The federal government has warned former President Goodluck Jonathan not to scuttle on-going effort to negotiate the release of the abducted Chibok girls by unnecessary finger-pointing over his administration’s handling of the issue.
The government said Jonathan’s blame game over the issue of the abducted Chibok girls, is an “unnecessary distraction” from ongoing efforts at securing the release of the girls whose captivity in the hands of the Boko Haram will soon hit three years.
This warning came on the heels of the former President’s denial of a report by UK-based newspapers – The Observer and The Guardian – which claimed that Jonathan refused an offer of assistance by the British government to help rescue the kidnapped Chibok girls.
Reacting to Jonathan’s denial, Lai Mohammed stated on Monday that the ex-President has the right to defend his administration, but should not blame anybody for his woes.

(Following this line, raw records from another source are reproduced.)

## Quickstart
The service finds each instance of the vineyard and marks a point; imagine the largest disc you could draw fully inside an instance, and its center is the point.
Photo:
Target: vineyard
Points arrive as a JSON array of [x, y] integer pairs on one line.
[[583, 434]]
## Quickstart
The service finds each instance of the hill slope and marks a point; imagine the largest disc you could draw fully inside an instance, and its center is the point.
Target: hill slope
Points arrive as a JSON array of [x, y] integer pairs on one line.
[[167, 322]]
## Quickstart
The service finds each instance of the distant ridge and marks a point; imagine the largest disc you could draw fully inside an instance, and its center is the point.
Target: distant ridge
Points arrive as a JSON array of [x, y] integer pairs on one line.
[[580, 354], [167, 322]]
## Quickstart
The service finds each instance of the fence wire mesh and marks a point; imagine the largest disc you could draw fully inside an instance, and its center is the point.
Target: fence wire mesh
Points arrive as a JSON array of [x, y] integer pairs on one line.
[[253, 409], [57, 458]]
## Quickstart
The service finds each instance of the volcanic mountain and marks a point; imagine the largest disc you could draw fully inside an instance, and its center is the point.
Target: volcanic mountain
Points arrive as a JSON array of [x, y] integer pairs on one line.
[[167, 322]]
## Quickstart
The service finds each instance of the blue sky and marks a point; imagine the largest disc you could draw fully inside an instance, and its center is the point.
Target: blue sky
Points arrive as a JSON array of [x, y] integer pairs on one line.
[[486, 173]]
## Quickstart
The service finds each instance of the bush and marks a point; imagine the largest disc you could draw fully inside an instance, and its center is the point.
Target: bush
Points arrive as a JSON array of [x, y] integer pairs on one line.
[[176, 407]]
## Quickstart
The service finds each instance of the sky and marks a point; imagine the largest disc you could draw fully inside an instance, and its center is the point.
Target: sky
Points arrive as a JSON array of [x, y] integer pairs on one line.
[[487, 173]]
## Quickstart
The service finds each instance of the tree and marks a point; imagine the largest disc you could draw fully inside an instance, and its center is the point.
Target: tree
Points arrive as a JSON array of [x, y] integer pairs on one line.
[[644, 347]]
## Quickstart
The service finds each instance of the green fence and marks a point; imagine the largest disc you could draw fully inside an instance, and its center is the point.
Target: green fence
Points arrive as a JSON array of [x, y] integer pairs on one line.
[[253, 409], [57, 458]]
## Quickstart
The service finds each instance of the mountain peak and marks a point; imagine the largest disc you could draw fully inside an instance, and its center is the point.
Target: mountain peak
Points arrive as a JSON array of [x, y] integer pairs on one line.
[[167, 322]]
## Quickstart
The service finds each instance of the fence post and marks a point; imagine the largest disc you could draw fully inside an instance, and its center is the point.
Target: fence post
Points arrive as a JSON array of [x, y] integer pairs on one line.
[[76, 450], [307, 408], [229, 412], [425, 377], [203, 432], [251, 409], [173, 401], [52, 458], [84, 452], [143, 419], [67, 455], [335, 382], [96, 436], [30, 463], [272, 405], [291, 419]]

“He (Jonathan) should not engage in finger-pointing by saying, in a statement, that ‘some people who have obviously been playing politics with the issue of the Chibok girls will stop at nothing to further their interest’,” the Minister said.
He added that if anyone ever played politics with the issue of the Chibok girls, “it was the Administration under whose watch the girls were abducted.”
Mohammed referred to a statement released in 2014 by the All ProgressivesCongress, APC, then in the opposition, alerting Nigerians that the ruling Peoples Democratic Party, PDP, was using the Boko Haram insurgency and the Kidnap of the Chibok girls, as a tool to cling to power by 2015.
“Two-and-a-half years after that statement, we have been vindicated by the report that claimed President Jonathan rebuffed an attempt by the British government to help rescue the girls,” he stated.
“We hope the former President will now refrain from stoking further controversy over the lingering abduction issue and allow the government of the day to focus on its ongoing negotiations to secure the release of the Chibok girls,” Lai Mohammed concluded.
The report by the UK-based newspapers was published on Sunday and made some damning indictments of the Jonathan-administration for poorly handling the issue of the Chibok girls.
“The girls were located in the first few weeks of the RAF mission. We offered to rescue them, but the Nigerian government declined,” the report quoted a source as saying.
It also stated that the Nigerian government at the time accepted aid packages and assistance from Western countries, such as France, the United States and the United Kingdom in locating the girls, but dismissed offers for actions to be taken by these countries to rescue the girls, as then President Jonathan insisted that “Nigeria’s intelligence and military services must solve the ultimate problem.”
However, in a statement by his media aide, Ikechukwu Eze, former President Jonathan dismissed the report as completely false.
Jonathan said that the international collaboration to rescue the abducted girls involved neigbouring African countries such as Chad and Cameroon and that his administration was so supportive of the efforts that it allowed Western military to conduct reconnaissance flight over the country’s airspace.
Eze stated: “We can confidently say the lies in this report are self-evident. This is because the international press as well as the Nigerian media actively covered the multinational efforts and collaboration which involved some of the major powers deploying their crack intelligence officers to work with our own security operatives, and those of ourneighbours.
“We would wish to recall that this collaboration was made possible following letters personally written by former President Jonathan to (former) President Barack Obama of the United States, President Francois Hollande of France, Mr. David Cameron, the former Prime Minister of the United Kingdom, as well as personal contacts made to the Government of Israel and China, seeking their assistance in the search for the abducted Chibok girls.
“Eze wondered why the ex-President would rebuff an offer to rescue the girls after having written to the Western Leaders for support and assistance.
The Chibok girls were abducted by Boko Haram fighters from their dormitory at Government Secondary School, Chibok, on April 14, 2014, same day as the insurgent group blew up a bus terminal in Abuja, killing more than 80 people.
Some of the girls escaped shortly after they were captured while some others were released following a negotiation with the the insurgents brokered by the International Committee of the Red Cross, ICRC, in conjunction with the Swiss Government.
But over 200 of the girls still remain in captivity almost 3 years after.